I feel I should point out that it's simply not true that "we have all" preached American supremacy; that "we have all" clung to the delusion that capitalistic expansion will benefit all; that "we have all" had an insatiable appetite for cheap goods; that "we have all" bought into the military adventures of our government; that "we have all" believed the lies of our leaders as they've led us into pointless, awful wars.

It's just true of most of us.

Maybe you don't acknowledge it for rhetorical reasons, but many of the things you decry are addressed by causes that are championed on the left. And by "left" I don't mean the Democrats--many Democrats have committed much of the sins enumerated above. I mean progressives.

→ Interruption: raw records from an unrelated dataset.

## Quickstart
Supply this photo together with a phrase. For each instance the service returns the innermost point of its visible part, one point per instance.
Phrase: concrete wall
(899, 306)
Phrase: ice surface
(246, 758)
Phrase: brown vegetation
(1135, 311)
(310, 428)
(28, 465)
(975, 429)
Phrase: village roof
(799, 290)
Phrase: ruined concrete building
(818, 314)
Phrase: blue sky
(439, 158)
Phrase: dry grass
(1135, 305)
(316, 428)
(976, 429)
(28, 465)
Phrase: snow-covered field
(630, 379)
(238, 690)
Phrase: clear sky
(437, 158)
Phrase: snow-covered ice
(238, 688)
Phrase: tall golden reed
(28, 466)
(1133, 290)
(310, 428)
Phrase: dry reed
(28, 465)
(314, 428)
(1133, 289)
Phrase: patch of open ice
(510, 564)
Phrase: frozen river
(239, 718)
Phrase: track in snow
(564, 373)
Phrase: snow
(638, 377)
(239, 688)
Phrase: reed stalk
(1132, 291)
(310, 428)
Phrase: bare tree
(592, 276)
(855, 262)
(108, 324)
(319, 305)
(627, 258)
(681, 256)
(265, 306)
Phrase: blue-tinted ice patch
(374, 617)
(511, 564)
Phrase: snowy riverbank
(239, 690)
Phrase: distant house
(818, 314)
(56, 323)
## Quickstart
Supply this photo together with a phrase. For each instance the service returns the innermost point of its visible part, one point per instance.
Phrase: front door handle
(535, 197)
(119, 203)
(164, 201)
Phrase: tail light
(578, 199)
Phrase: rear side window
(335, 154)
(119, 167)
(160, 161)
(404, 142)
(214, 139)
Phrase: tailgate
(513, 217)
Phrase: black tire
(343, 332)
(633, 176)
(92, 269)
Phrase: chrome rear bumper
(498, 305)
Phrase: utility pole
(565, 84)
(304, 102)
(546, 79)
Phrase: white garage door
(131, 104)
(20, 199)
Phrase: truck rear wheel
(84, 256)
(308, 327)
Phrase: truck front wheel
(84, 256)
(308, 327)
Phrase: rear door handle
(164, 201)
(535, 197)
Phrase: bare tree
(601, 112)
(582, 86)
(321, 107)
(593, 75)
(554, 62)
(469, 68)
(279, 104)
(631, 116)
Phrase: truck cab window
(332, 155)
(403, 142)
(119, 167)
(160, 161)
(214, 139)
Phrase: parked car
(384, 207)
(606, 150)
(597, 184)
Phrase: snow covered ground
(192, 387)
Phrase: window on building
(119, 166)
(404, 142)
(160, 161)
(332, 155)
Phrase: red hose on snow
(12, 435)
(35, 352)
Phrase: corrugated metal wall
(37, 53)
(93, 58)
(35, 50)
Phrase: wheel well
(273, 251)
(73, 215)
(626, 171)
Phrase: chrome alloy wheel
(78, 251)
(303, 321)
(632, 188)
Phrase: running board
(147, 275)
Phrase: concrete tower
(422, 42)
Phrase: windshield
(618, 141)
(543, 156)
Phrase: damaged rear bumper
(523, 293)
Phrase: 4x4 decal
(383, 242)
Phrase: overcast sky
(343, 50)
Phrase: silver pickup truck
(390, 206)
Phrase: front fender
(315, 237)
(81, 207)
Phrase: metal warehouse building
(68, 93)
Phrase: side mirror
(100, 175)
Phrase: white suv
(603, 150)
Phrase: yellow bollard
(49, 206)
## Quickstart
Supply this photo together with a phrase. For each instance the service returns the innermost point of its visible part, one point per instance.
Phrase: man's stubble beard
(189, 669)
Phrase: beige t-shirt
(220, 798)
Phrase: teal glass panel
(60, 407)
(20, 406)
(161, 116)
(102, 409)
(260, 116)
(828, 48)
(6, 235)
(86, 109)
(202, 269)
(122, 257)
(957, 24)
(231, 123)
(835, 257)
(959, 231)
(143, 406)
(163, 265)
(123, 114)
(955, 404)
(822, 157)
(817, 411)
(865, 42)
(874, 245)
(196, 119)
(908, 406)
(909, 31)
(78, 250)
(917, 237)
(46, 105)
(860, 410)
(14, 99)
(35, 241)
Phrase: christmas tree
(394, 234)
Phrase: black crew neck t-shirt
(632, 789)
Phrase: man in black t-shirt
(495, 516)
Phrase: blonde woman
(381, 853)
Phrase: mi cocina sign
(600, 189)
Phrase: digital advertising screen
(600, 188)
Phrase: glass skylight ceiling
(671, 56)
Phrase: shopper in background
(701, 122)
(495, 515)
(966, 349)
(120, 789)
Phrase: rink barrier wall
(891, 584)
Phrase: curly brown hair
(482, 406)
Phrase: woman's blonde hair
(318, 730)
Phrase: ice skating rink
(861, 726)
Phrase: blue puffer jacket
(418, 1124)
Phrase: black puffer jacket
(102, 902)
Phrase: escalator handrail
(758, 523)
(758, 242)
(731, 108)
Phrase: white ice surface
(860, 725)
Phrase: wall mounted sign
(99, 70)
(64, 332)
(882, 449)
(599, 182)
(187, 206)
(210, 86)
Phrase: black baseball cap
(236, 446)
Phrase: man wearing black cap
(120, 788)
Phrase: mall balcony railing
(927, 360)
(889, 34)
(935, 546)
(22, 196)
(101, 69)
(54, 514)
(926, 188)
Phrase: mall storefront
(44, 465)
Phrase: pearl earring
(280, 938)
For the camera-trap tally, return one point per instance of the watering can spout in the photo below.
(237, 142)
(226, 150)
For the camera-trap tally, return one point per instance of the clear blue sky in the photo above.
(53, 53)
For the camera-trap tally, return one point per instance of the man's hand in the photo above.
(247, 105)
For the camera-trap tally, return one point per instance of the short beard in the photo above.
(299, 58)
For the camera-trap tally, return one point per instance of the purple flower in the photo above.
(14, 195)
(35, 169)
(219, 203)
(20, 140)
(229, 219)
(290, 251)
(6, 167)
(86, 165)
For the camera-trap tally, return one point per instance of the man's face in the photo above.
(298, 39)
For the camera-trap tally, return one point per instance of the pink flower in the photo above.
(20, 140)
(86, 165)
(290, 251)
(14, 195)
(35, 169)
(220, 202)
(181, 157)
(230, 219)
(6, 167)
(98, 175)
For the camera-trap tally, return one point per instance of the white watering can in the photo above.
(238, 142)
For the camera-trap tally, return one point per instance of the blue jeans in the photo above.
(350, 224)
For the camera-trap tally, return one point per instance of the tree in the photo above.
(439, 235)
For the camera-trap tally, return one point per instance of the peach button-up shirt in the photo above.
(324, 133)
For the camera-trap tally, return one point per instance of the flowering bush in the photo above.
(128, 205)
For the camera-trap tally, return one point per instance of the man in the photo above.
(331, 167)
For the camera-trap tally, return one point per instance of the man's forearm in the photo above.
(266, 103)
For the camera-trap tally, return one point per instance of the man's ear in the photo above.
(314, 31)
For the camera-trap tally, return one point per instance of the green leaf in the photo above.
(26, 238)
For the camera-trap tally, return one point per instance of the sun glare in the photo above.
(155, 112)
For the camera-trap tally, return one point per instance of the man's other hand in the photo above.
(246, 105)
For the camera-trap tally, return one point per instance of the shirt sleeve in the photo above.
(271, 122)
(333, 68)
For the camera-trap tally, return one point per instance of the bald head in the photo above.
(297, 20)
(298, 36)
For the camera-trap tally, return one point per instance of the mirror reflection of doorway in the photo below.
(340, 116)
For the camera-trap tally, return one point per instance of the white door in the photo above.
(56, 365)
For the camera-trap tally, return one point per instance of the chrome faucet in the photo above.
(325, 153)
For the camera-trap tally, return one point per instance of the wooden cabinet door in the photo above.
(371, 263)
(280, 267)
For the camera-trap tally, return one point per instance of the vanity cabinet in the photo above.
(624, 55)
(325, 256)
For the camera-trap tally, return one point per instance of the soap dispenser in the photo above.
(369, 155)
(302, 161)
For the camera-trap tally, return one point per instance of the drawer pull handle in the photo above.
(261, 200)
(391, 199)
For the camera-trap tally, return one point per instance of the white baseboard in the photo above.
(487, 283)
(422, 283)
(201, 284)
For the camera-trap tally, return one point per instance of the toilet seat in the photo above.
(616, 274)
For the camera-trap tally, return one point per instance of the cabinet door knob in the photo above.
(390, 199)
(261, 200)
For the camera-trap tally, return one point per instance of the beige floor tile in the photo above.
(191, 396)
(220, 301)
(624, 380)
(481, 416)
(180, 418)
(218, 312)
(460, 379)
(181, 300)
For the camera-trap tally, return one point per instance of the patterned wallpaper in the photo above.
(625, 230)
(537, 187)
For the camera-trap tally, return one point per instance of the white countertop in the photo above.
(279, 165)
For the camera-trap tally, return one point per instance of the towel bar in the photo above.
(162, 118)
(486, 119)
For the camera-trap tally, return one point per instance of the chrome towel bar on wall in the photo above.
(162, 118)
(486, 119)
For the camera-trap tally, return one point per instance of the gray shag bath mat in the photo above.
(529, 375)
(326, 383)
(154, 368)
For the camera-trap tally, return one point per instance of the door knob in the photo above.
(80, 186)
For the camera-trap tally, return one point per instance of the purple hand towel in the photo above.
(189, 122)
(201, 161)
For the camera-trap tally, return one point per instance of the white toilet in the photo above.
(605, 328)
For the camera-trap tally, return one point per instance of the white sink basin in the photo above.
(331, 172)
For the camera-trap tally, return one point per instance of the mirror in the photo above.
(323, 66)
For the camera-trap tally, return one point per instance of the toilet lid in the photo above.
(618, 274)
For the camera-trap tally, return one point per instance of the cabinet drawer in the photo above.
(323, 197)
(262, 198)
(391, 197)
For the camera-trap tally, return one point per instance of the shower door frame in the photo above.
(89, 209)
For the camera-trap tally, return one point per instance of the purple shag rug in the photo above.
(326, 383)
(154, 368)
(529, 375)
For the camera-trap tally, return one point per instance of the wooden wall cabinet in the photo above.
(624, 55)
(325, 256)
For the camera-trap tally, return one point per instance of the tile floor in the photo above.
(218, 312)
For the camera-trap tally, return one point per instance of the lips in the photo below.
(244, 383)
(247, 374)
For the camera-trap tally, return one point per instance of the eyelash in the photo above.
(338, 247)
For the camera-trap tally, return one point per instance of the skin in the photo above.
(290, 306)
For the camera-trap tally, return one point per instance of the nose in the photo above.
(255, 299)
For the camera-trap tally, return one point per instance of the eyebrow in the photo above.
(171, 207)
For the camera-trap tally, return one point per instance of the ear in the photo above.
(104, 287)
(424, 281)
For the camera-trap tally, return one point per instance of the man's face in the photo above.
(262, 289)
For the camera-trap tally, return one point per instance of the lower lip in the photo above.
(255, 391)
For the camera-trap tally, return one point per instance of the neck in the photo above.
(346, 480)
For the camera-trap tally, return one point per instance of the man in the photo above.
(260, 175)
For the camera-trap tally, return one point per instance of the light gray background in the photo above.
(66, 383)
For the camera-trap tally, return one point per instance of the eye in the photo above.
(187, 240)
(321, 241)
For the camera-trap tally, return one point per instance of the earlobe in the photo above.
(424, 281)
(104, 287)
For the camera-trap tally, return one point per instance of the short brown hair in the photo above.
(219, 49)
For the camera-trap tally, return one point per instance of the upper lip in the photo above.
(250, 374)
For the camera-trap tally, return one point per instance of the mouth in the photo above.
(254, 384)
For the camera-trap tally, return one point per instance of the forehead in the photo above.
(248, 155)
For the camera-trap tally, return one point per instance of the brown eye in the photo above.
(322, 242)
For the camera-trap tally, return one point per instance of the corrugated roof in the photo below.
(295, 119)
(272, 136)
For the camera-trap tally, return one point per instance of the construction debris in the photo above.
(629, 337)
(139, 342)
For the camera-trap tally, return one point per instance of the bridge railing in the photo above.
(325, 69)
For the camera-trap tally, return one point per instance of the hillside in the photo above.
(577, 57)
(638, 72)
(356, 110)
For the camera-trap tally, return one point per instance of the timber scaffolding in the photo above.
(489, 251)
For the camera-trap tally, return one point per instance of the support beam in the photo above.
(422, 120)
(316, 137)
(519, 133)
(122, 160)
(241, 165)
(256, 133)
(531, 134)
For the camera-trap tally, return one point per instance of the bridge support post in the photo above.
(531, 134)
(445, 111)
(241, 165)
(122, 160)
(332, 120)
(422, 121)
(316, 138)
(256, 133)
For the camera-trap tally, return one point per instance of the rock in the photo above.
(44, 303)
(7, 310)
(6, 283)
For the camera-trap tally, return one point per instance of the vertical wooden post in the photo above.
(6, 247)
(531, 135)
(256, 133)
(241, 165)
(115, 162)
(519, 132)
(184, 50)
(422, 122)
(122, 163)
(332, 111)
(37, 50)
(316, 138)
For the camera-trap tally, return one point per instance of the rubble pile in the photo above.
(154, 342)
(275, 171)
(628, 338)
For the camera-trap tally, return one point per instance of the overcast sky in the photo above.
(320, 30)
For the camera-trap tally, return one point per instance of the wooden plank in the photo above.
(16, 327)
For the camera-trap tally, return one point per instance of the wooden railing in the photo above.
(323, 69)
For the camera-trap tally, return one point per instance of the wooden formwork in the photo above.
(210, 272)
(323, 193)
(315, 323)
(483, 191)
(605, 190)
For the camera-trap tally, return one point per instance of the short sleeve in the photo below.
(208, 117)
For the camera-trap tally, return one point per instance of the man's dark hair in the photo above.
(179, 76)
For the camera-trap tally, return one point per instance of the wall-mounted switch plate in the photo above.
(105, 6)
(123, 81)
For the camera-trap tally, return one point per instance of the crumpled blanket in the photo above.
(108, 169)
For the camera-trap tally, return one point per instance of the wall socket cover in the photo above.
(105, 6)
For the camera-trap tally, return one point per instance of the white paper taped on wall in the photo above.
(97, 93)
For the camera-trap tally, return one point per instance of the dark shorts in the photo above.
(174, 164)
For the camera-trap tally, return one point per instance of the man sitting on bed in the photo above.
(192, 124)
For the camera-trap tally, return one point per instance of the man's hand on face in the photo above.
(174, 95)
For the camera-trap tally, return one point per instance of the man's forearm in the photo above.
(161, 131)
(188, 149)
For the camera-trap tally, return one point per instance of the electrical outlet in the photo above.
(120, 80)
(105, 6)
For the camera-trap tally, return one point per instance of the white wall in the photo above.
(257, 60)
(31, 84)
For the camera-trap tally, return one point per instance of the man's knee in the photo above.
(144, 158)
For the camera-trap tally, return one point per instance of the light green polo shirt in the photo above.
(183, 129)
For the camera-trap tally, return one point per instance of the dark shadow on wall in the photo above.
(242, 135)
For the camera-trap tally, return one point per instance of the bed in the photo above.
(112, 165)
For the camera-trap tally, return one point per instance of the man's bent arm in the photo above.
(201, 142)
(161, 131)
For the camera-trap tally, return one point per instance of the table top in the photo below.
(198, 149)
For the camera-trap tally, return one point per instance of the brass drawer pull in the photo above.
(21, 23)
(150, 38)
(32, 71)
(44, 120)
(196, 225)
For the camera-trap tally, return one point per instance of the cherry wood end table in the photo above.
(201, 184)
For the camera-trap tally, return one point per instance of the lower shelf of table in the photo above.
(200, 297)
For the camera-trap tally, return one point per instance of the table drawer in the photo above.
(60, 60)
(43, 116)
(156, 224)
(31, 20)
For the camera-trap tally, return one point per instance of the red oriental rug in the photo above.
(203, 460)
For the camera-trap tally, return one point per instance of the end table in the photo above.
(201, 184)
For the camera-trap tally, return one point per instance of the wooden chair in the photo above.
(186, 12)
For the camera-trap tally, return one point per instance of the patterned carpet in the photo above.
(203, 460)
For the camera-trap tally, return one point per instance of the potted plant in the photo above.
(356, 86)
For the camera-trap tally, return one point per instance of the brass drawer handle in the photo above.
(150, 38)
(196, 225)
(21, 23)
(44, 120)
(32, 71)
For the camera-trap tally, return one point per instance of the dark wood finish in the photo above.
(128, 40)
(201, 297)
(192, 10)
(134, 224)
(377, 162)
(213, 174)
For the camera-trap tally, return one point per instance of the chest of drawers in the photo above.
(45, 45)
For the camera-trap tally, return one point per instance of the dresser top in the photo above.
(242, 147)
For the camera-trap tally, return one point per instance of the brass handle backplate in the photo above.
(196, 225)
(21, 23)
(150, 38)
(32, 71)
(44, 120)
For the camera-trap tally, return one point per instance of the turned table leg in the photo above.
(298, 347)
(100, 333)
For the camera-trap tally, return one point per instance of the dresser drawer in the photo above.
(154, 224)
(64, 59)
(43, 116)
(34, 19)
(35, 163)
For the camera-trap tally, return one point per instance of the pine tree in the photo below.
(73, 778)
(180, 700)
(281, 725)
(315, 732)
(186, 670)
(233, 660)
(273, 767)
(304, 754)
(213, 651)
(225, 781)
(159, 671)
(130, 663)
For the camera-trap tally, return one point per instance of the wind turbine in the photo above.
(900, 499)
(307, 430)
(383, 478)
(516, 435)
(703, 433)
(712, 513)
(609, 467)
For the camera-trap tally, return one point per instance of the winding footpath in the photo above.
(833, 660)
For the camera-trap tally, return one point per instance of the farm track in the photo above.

After all: it is the progressives who advocate a strong UN, and who advocate that the US take its treaty obligations--and multilateralism--seriously. It is progressives who try to ban or curb products made with sweatshop labor (the fair trade movement), and who demonize chains like Wal-Mart that sell cheap goods at the expense of treating their employees poorly. It is the progressives who are anti-war, and it is the progressives who marched in the streets in 2003 during the run-up to the Iraq invasion (I was one of 'em). And though Bush did enjoy 90% approval ratings directly after 9/11, by the time the Iraq war started, there was a good %30-%40 of people who opposed the war.

Now, this isn't an I-told-you-so or anything--I'm not trying to "score points". (In fact, I don't even agree with all of the progressive causes mentioned above: for example, I really do think that the best way to lift the world out of poverty is through economic growth and free trade.) But I do think it shows that, if you look, there are many people out there who are ready to make common cause on these issues, even if you might not agree on a slew of other things.

August 14, 2009 at 10:30 AM  

First, as I've mentioned when you brought something like this up before, I am speaking out of and to my tradition, my upbringing. I am neither judging nor preaching to progressives, because I have not been part of that category, or known hardly anyone in that category.

Second, however, it is true that many American progressives are, shall we say, fair-weather progressives. They stand up on moral issues such as these when it has been easy and popular to do so--a shocking proportion of the left seemed to support the war when it was popular to do so, and many on the left have been happy to embrace the consumerist lifestyle that has fueled many of America's international economic injustices.

Third, I speak in Biblical, covenantal terms, of national guilt. Even those of us who did not personally support a US policy are, to an extent, corporately responsible for it, and need to own up to that.